元サッカー日本代表の中田英寿選手も「遊びを徹底的に追及していくとそれがいつか仕事になる」という名言を残していますが、人工知能が人間の仕事を代行していく時代には、趣味という概念がなくなり、むしろ遊びを本気の仕事として、徹底的に遊ぶ努力をしなければ、自分の仕事がなくなってしまうことが十分ありえる時代です。
今や億単位の賞金を稼ぐプロゲーマーや上場企業よりも多くのアクセス数を稼ぐユーチューバー、そして、ドローンで一日中遊び続けるクリエイターまで、自分も楽しみ、他人も楽しませることができる才能こそ、これからの時代に求められていることなのでしょう。
「ワーク・シフト」の著者でロンドン・ビジネススクール教授でもあるリンダ グラットンによれば、これからの仕事で創造性を発揮する方法は仕事と遊びの境界線をあいまいにすることで、本田宗一郎さんは年間5500時間(1年間1日も休みなしで、1日15時間)を35年続けるほどの仕事人でしたが、遊ぶ時は徹底した遊び人で、遊ぶ時間を確保するために、床屋に行く時間も惜しいとして次のように述べています。

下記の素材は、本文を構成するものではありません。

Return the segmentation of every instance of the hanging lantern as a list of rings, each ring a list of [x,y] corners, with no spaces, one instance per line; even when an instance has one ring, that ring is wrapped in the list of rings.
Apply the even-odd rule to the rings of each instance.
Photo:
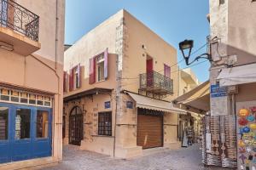
[[[247,109],[241,109],[239,110],[239,116],[247,116],[249,114],[250,111]]]
[[[253,121],[254,121],[254,116],[253,116],[253,115],[248,116],[247,117],[247,120],[248,122],[253,122]]]
[[[242,128],[243,133],[248,133],[248,132],[250,132],[250,130],[251,129],[248,127],[245,127],[245,128]]]
[[[256,123],[250,124],[250,128],[256,129]]]
[[[241,118],[238,119],[238,124],[240,126],[245,126],[247,123],[248,123],[248,121],[246,118],[244,118],[244,117],[241,117]]]

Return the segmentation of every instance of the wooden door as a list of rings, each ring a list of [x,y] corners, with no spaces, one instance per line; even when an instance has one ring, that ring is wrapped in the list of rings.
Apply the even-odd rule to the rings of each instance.
[[[79,107],[72,110],[69,116],[69,144],[80,145],[83,139],[83,114]]]

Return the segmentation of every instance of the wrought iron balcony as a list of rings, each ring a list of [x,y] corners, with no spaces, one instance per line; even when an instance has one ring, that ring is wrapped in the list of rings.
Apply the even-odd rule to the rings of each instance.
[[[156,71],[140,74],[140,90],[157,95],[172,94],[173,81]]]
[[[39,16],[12,0],[0,0],[0,26],[38,42]]]

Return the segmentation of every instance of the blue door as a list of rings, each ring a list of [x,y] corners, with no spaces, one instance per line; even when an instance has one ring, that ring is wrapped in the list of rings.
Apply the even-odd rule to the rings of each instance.
[[[51,109],[0,103],[0,163],[51,156]]]

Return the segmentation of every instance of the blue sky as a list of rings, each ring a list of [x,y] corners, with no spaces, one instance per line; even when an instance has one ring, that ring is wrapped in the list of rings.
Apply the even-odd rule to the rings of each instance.
[[[206,43],[209,35],[208,0],[66,0],[65,43],[74,43],[121,8],[174,46],[177,49],[178,61],[183,59],[179,42],[193,39],[195,51]],[[202,48],[194,57],[206,50]],[[201,82],[208,79],[209,65],[207,61],[191,67]],[[179,66],[187,67],[184,61]]]

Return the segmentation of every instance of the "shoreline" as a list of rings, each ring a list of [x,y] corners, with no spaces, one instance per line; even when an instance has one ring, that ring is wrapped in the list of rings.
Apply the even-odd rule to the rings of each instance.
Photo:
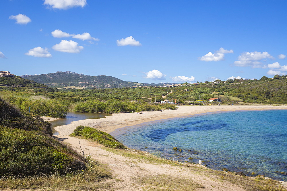
[[[287,110],[287,106],[182,106],[177,110],[163,110],[163,112],[147,112],[143,114],[137,114],[136,112],[114,114],[104,118],[75,121],[70,124],[58,126],[54,128],[59,132],[59,135],[63,136],[69,136],[74,130],[80,125],[89,126],[110,133],[118,129],[125,127],[177,117],[217,112],[272,110]]]
[[[136,113],[115,114],[106,116],[104,118],[75,121],[69,125],[56,127],[55,129],[59,132],[59,134],[55,136],[65,140],[76,139],[77,142],[75,144],[76,145],[78,143],[78,140],[68,136],[74,129],[80,125],[89,126],[110,134],[116,130],[125,127],[128,128],[130,126],[131,128],[134,127],[132,127],[133,126],[143,123],[179,117],[187,117],[195,115],[204,115],[218,112],[280,110],[287,110],[287,106],[180,106],[179,108],[176,110],[163,110],[162,112],[156,111],[146,112],[143,114],[137,114]],[[68,137],[66,138],[65,137],[66,136]],[[212,169],[204,167],[208,169]],[[264,176],[262,176],[262,178],[272,179]],[[287,182],[279,182],[284,185]]]

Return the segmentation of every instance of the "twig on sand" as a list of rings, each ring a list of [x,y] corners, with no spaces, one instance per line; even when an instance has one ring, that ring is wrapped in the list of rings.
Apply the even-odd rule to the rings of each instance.
[[[84,147],[84,150],[83,150],[83,149],[82,149],[82,148],[81,147],[81,143],[80,143],[80,141],[79,141],[79,144],[80,144],[80,148],[81,148],[81,150],[82,150],[82,152],[83,152],[83,156],[84,155],[84,152],[85,152],[85,147]]]

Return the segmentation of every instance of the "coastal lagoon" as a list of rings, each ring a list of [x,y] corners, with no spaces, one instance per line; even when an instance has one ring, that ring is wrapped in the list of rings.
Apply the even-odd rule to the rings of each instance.
[[[129,147],[168,159],[201,160],[212,169],[287,181],[286,116],[286,110],[211,113],[126,127],[110,134]]]
[[[59,119],[50,122],[53,130],[53,134],[58,135],[59,132],[55,130],[54,128],[62,125],[70,124],[75,121],[84,120],[91,119],[104,118],[106,116],[111,115],[107,114],[90,114],[89,113],[68,112],[65,118]]]

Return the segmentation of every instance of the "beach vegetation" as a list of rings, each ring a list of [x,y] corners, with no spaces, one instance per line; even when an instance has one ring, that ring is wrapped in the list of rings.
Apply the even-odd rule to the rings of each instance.
[[[110,177],[108,170],[51,136],[49,123],[1,99],[0,110],[0,189],[67,188],[67,182],[74,186]]]
[[[126,148],[122,143],[110,134],[90,127],[78,126],[74,130],[70,136],[78,136],[92,139],[99,144],[110,148]]]

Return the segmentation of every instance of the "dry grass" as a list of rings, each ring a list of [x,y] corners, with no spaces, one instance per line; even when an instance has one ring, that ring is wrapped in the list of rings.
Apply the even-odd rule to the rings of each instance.
[[[64,176],[55,174],[51,176],[30,176],[13,179],[12,177],[0,179],[1,189],[44,189],[55,190],[96,190],[108,189],[111,185],[101,182],[111,177],[110,170],[99,164],[89,169]]]
[[[158,157],[158,155],[157,154],[153,155],[141,151],[132,149],[120,150],[103,147],[101,148],[116,154],[121,155],[133,158],[142,159],[150,163],[156,163],[160,164],[188,166],[187,163],[183,163],[180,162],[168,160],[165,158]]]
[[[190,180],[174,178],[169,175],[162,175],[151,177],[134,178],[136,183],[144,185],[141,188],[147,190],[193,190],[205,187]]]
[[[219,182],[229,182],[248,190],[272,190],[286,191],[279,182],[264,178],[246,177],[207,168],[202,166],[182,163],[157,157],[156,156],[140,151],[133,150],[118,150],[103,147],[102,148],[117,154],[135,159],[141,159],[149,163],[159,164],[168,164],[181,166],[186,168],[191,173],[204,176],[209,179]],[[138,178],[137,178],[138,179]],[[144,177],[136,182],[146,185],[142,188],[148,190],[192,190],[197,188],[203,188],[190,180],[172,177],[169,176],[160,176],[157,177]],[[176,183],[177,182],[178,184]],[[179,182],[180,184],[178,184]]]

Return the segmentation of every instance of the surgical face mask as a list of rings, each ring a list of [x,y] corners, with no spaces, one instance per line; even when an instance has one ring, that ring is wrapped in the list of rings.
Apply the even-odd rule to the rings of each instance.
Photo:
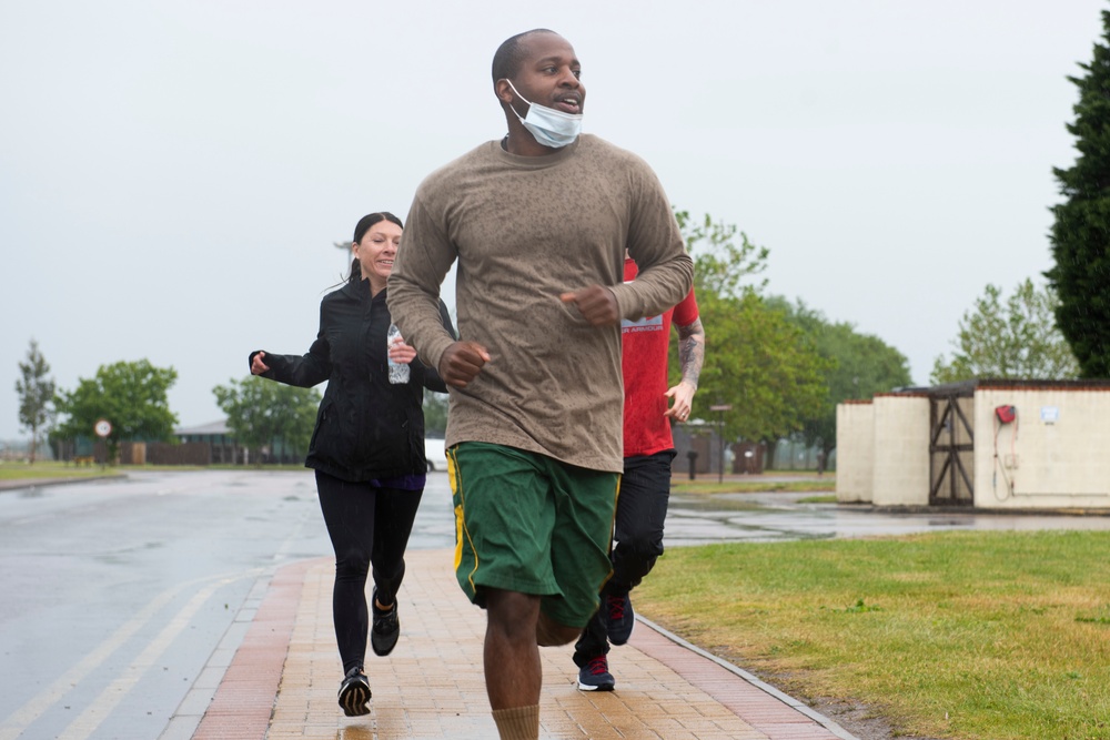
[[[521,119],[521,123],[528,130],[528,133],[535,136],[537,142],[552,149],[562,149],[578,138],[582,132],[582,113],[577,115],[564,113],[554,108],[528,102],[524,95],[516,92],[516,85],[513,84],[512,80],[506,79],[505,82],[508,82],[508,87],[513,89],[517,98],[528,103],[528,114],[524,118],[521,118],[521,114],[512,105],[508,108],[516,118]]]

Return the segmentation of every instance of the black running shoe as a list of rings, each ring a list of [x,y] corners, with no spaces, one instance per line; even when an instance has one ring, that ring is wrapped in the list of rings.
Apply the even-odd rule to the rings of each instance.
[[[370,606],[374,615],[374,624],[370,628],[370,647],[374,649],[375,656],[387,656],[393,652],[397,638],[401,637],[396,596],[393,598],[393,606],[382,611],[377,608],[377,587],[375,586]]]
[[[628,592],[619,596],[606,595],[602,608],[605,609],[605,631],[608,633],[609,642],[613,645],[627,642],[636,624],[636,614],[632,610]]]
[[[370,713],[370,680],[361,668],[352,668],[340,683],[340,707],[347,717],[362,717]]]
[[[579,691],[612,691],[616,685],[605,656],[597,656],[578,669]]]

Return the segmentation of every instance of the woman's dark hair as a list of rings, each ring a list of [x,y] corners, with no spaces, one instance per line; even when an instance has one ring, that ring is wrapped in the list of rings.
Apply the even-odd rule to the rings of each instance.
[[[402,229],[405,227],[401,223],[401,219],[396,217],[389,211],[380,211],[377,213],[367,213],[363,217],[359,219],[359,223],[354,227],[354,244],[362,241],[362,237],[366,235],[370,227],[374,224],[382,223],[383,221],[389,221],[390,223],[395,223]],[[355,281],[362,280],[362,265],[359,264],[359,257],[351,261],[351,274],[347,276],[347,282],[353,283]]]

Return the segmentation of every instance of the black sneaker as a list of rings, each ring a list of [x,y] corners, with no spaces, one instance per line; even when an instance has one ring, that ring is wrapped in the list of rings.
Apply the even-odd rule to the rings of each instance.
[[[605,631],[613,645],[624,645],[632,637],[632,628],[636,624],[636,612],[632,610],[632,599],[627,591],[614,596],[605,596]]]
[[[393,597],[393,606],[382,611],[377,608],[377,587],[374,587],[374,596],[370,601],[371,611],[374,615],[374,624],[370,628],[370,647],[374,649],[375,656],[387,656],[393,652],[393,648],[401,637],[401,620],[397,619],[397,598]]]
[[[370,713],[370,680],[361,668],[352,668],[340,683],[340,707],[347,717],[362,717]]]
[[[579,691],[612,691],[616,685],[605,656],[597,656],[578,669]]]

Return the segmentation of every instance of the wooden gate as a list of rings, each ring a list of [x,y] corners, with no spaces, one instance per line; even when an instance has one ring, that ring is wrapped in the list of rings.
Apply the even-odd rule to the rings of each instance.
[[[929,505],[975,504],[975,389],[929,398]]]

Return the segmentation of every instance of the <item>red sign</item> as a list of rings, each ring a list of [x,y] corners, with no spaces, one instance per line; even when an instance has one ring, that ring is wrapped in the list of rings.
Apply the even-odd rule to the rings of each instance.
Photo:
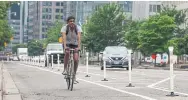
[[[156,59],[156,54],[151,55],[152,59]]]

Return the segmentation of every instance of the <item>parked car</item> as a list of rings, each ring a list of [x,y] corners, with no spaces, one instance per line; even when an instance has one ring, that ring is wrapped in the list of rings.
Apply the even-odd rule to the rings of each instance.
[[[105,54],[104,54],[105,52]],[[106,60],[106,68],[126,68],[128,67],[128,50],[124,46],[107,46],[103,52],[101,70],[104,69],[103,61]],[[133,63],[133,61],[132,61]]]

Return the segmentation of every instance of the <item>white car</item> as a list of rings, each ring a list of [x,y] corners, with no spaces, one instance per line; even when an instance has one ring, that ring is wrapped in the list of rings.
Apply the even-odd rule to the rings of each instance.
[[[104,54],[105,53],[105,54]],[[128,50],[124,46],[107,46],[103,52],[101,70],[103,70],[103,61],[106,61],[106,68],[126,68],[128,67]]]

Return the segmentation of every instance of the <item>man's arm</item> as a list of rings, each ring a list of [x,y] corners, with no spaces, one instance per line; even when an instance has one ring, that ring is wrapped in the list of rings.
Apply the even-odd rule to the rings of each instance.
[[[78,48],[81,49],[81,32],[82,32],[82,28],[80,26],[78,26],[77,29],[78,29]]]
[[[64,49],[66,48],[66,26],[61,28],[61,35],[63,37]]]
[[[64,49],[66,49],[66,32],[62,32],[62,37],[63,37],[63,45],[64,45]]]
[[[78,32],[78,48],[81,49],[81,32]]]

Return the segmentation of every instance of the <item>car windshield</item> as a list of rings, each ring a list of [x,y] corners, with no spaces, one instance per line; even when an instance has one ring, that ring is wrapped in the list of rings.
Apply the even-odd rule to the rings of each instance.
[[[127,54],[125,47],[107,47],[106,54]]]
[[[49,45],[48,47],[47,47],[47,50],[49,51],[55,51],[55,50],[63,50],[63,47],[62,47],[62,45],[61,44],[54,44],[54,45]]]

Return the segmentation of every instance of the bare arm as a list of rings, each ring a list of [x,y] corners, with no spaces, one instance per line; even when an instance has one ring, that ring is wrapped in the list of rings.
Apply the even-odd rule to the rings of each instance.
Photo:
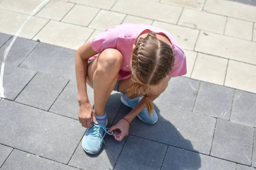
[[[79,104],[89,102],[86,89],[88,61],[90,57],[98,53],[92,48],[90,42],[79,47],[76,53],[76,76]]]
[[[92,49],[90,42],[79,47],[76,53],[76,76],[79,103],[79,118],[80,122],[84,128],[90,128],[93,126],[91,122],[92,118],[93,122],[97,124],[93,107],[88,99],[86,77],[88,60],[98,53]]]

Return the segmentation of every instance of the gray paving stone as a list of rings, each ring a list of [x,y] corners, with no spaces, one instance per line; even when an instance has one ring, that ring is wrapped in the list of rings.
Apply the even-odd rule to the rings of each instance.
[[[230,121],[256,127],[256,94],[236,90]]]
[[[94,105],[93,90],[87,85],[87,93],[92,105]],[[120,108],[121,94],[112,93],[107,102],[108,125],[113,121]],[[79,105],[77,102],[76,82],[70,81],[50,109],[50,111],[78,119]]]
[[[255,168],[238,164],[236,167],[236,170],[255,170]]]
[[[87,87],[89,100],[90,104],[93,105],[93,90],[88,85]],[[49,111],[78,120],[78,109],[76,82],[71,80],[65,87]]]
[[[20,67],[76,80],[75,50],[40,43]]]
[[[77,120],[3,99],[0,143],[67,164],[84,133]]]
[[[167,149],[165,144],[130,135],[114,170],[160,170]]]
[[[87,154],[81,143],[76,150],[69,165],[87,170],[112,170],[125,143],[125,138],[119,142],[112,136],[106,135],[101,150],[96,155]]]
[[[181,76],[172,78],[166,91],[155,102],[192,111],[199,82]]]
[[[73,167],[15,149],[1,170],[75,170]]]
[[[218,119],[211,155],[250,165],[253,128]]]
[[[68,80],[38,73],[15,99],[15,102],[48,110]]]
[[[254,129],[254,140],[253,141],[253,153],[252,165],[256,167],[256,130]]]
[[[216,122],[215,118],[160,104],[154,108],[158,115],[157,122],[149,125],[136,118],[131,123],[130,134],[168,145],[209,153]],[[113,124],[117,123],[131,110],[130,108],[122,105]]]
[[[0,68],[1,67],[0,65]],[[3,98],[14,99],[36,73],[34,71],[6,64],[3,81],[5,97]],[[2,94],[1,96],[3,97]]]
[[[236,170],[236,163],[169,146],[161,170]]]
[[[12,36],[10,35],[0,33],[0,47],[2,47],[2,46],[6,43],[10,38],[11,38],[11,37]],[[1,55],[1,56],[2,56],[2,55]]]
[[[3,164],[12,150],[12,147],[0,144],[0,167]]]
[[[0,56],[2,57],[0,58],[0,60],[3,60],[3,56],[5,50],[9,45],[13,39],[13,38],[12,38],[9,40],[0,48]],[[17,37],[10,49],[6,58],[6,62],[17,66],[19,65],[38,43],[36,41]]]
[[[229,120],[234,89],[201,82],[194,111]]]

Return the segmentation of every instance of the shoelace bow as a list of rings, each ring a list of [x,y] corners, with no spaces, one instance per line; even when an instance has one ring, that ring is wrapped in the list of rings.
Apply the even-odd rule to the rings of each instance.
[[[105,133],[103,132],[104,135],[103,136],[101,136],[101,135],[100,134],[100,133],[99,133],[99,129],[102,128],[103,130],[105,131]],[[94,124],[93,126],[92,127],[93,130],[93,133],[91,133],[90,135],[92,136],[94,136],[94,137],[99,137],[99,138],[100,138],[101,139],[101,141],[103,141],[103,143],[104,143],[104,145],[106,145],[105,144],[105,141],[104,141],[104,139],[103,139],[103,138],[104,138],[104,137],[105,137],[105,135],[106,135],[106,133],[108,133],[109,135],[113,135],[113,132],[111,132],[111,133],[108,133],[108,129],[109,129],[109,128],[107,128],[105,126],[102,126],[101,125],[95,125]]]

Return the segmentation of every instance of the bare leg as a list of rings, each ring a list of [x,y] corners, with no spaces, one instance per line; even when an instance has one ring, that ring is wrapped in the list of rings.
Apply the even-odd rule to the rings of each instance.
[[[122,62],[119,51],[107,49],[102,51],[88,67],[87,82],[94,89],[96,115],[105,114],[105,106],[118,78]]]

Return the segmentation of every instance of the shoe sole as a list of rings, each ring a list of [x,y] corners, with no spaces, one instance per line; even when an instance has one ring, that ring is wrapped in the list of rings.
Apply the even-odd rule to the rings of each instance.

「遊ぶ時間のない人生なんてばかばかしい。 働くに働けなくなっちゃう。それを床屋にみんなとられて平気でがまんしているなんて、 私みたいなのにはとても耐えられない。 遊んだ方がよほど有効だ。私は床屋へ行くために働いているのじゃないのである。」
好きであるはずの遊びに真剣になれない人が、仕事に対して真剣になれるはずがありません。